Will computers rule the world?
Release Date 21 November 2007
Seen the Steven Spielberg film AI? Well the University of Reading is offering the public a wonderful chance to go behind the scenes of the fascinating world of artificial intelligence in the next lecture in its renowned Public Lecture series..
Dr Will Browne, from the University's School of Systems Engineering, presents 'Will humans continue to win? Playing games with artificial intelligence' on Tuesday 27 November.
In this third talk of the 2007/2008 series, Dr Browne shows how the University takes games playing to the next level in order to compete with humans. Find out the achievements, current limitations and what we have learnt about machine intelligence versus human brain skills through playing games.
Dr Browne said: "Playing games with artificial intelligence (AI) is fun,but the impact of intelligent agents on everyday life may be much darker. Does your online poker opponent have the benefit of silicon-based memory? Is your second-life friend real? And what happens if your pension fund gets miss-invested by a computer?
"Games allow machine learning techniques to be developed to rival human capabilities," he continued. "Games such as Chess or GO also represent a level playing field, which helps monitor the advances of machine intelligence. Chess computers beat world champion grandmasters by searching many different pathways through a game, but they do not recognize patterns in similar board positions. In games where patterns and strategies conquer exhaustive search there is still room for human like skills."

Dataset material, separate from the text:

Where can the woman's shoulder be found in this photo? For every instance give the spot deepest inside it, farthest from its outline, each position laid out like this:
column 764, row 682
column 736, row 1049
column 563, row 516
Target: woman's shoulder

What makes the lectures so popular is the quality of speaker, their ability to engage the audience and of course some wonderfully varied topics. They offer a unique opportunity to learn about the research, teaching and people that make the University a world-class institute.
The lecture begins at 8pm on Tuesday 27 November and will be held in the Palmer Building on the University's Whiteknights campus. It is free to attend and no ticket is required. Large groups should telephone in advance.